It is impossible for me to enter into any further examination of the legality of the plan adopted because of the limit of time if this matter is to be decided, before a failure to decide, will amount to an injustice. It seems to me, however, that the preferred stock under the contract only had preference over the common stock, and it was not provided that it was to be free from the burden of the preferences of other classes of stock which might be created. It was senior among the class of stock which was then authorized under the contract with the stockholders. It is now junior to two new classes. What has occurred therefore is that the preference which it had originally enjoyed has been changed or altered, not however in relation to the common stock, for the preference over it is in no wise effected.
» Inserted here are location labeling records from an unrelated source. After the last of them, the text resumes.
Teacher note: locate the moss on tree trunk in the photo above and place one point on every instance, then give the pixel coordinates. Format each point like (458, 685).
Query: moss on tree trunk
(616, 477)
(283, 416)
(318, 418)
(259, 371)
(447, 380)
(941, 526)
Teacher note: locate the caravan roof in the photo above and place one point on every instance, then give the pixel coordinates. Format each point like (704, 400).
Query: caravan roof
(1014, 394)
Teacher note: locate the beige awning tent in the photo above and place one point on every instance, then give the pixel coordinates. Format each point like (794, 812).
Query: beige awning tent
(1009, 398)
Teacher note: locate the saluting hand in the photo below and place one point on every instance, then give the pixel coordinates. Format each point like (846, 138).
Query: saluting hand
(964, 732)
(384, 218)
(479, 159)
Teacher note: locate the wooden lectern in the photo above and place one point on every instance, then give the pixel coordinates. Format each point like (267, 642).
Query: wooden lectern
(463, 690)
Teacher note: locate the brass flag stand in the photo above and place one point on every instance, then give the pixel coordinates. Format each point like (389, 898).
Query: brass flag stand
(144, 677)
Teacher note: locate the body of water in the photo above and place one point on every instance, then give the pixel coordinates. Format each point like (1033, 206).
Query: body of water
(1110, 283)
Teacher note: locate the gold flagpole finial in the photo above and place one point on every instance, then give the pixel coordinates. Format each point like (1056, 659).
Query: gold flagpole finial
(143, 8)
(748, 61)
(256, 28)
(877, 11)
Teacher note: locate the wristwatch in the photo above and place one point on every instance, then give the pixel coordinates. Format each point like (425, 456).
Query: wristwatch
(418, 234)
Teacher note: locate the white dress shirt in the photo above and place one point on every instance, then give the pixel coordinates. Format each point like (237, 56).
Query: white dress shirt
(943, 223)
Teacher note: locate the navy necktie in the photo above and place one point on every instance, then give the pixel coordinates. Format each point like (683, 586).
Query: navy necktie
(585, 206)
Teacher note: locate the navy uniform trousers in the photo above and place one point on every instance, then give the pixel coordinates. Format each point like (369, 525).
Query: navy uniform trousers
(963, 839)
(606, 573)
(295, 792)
However, in relation to earnings and assets, it stands no longer first but third. However, no valid objection can be raised to this since this was a condition upon which the complainant as a preferred stockholder purchased his shares.
In spite of the deferment of their position, the approximately ten percent (10%) who did not exchange under the plan, are in a rather favorable position. If we consider the earnings for and including the year 1932 and down to and including 1939, and if their position was as it is today, there would be only three years in those nine in which very substantial dividends would not be available for them. Moreover, if the past record of the company is any criterion of its future dividend policy -- since in these years all that was earned by it was paid out in dividends -- they have little cause for complaint. If we take the average earnings for these nine years -- Mr. Reis, a witness for the complainant, insisted that 1939 alone would show a better picture -- they would amount to $4,170,000, and if we deduct from this average earning the amounts necessary to take care of 90% of the debenture and prior preferred stock, there would be left available for payment on the remaining 10% of the preferred shares about enough to wipe out the arrearages presently existing on them.
Accordingly, I find that the plan is a valid one and is in no wise violative of the rights of the complainant as a preferred stockholder. In this view of the case there is no necessity for going into the question of laches presented. The prayer of the bill is denied and judgment entered for the defendant.